The internet has fundamentally changed nearly all aspects of our lives — chief among them is the way we buy. Today, consumers don’t bat an eye at buying furniture, cars, and even houses online.
Despite all of this change, many sales teams operate nearly the same way they did 40 years ago. Cold-call prospecting, aggressive sales pitches, and a get-the-deal-done approach are all too common at both B2B and B2C organizations.
Many sales teams are continuing to employ traditional “outbound” sales techniques that haven’t been updated to fit the way people buy today.
To understand why this is a problem, we first have to understand the difference.
In traditional outbound sales, most sales reps spend their time reaching out to potential buyers and guiding those prospects to make a purchase. They reach out through cold calling, emailing, and other prospecting efforts with the hopes that they can find good-fit prospects they can sell to.
Some of these sales reps do “inside sales” — that is, over the phone, email, or video — while the majority do “outside sales” that involve meeting with prospects face to face. According to Spotio, outside sales represented more than 70% of all sales in the pre-pandemic United States, but that number has shifted during COVID and its aftermath.
The problem with outbound sales is that it is inefficient and pushy. LinkedIn reports that only 2% of cold calls resulted in a meeting booked. It’s no surprise that nearly two-thirds of sales reps report that cold calling is the worst part of their job.
Traditional sales processes value closing a deal above all else.
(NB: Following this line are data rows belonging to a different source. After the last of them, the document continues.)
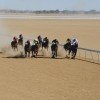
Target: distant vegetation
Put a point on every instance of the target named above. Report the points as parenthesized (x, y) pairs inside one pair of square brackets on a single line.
[(50, 11)]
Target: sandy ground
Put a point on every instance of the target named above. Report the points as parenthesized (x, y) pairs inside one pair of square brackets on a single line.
[(44, 78)]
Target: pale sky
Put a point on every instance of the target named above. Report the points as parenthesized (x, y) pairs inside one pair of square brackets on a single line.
[(50, 4)]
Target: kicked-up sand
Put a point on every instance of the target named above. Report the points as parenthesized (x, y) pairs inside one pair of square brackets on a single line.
[(44, 78)]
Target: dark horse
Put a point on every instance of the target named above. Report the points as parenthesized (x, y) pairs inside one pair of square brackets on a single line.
[(54, 49), (14, 45), (71, 49), (20, 42), (27, 49), (34, 49), (45, 43)]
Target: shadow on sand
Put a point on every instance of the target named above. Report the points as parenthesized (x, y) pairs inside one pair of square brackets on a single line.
[(89, 61)]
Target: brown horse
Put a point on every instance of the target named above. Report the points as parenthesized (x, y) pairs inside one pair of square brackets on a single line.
[(27, 49), (45, 43), (34, 49), (20, 42), (14, 45)]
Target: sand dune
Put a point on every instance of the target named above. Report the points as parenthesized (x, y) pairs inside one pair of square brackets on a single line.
[(44, 78)]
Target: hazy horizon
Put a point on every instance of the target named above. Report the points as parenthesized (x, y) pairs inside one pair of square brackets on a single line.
[(34, 5)]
Hence, the sales pitch. A good sales rep can talk someone into making a purchase, even if it’s not in their best interest. This “won’t take no for an answer” approach brings in revenue and helps the sales reps hit their quota, but it can result in unhappy buyers who make things difficult for customer service teams down the line.
Although the goal of inbound sales is the same, the approach is very different.
The inbound sales process begins when a prospect converts on your company’s website. Doing so lets your sales team know that there is a potential customer interested in your products or services. Because prospects enter the sales process of their own accord, they are naturally more qualified than if they were just names on a call list.
When the prospect is ready, they can set up a meeting with a sales rep. Rather than a hard-sell approach, the inbound sales rep focuses on buyer education, providing learning materials and information to help the prospect make the best decision possible.
Good-fit, qualified prospects will move forward and make a purchase; bad-fit prospects will opt-out, saving wasted time and effort in the long term.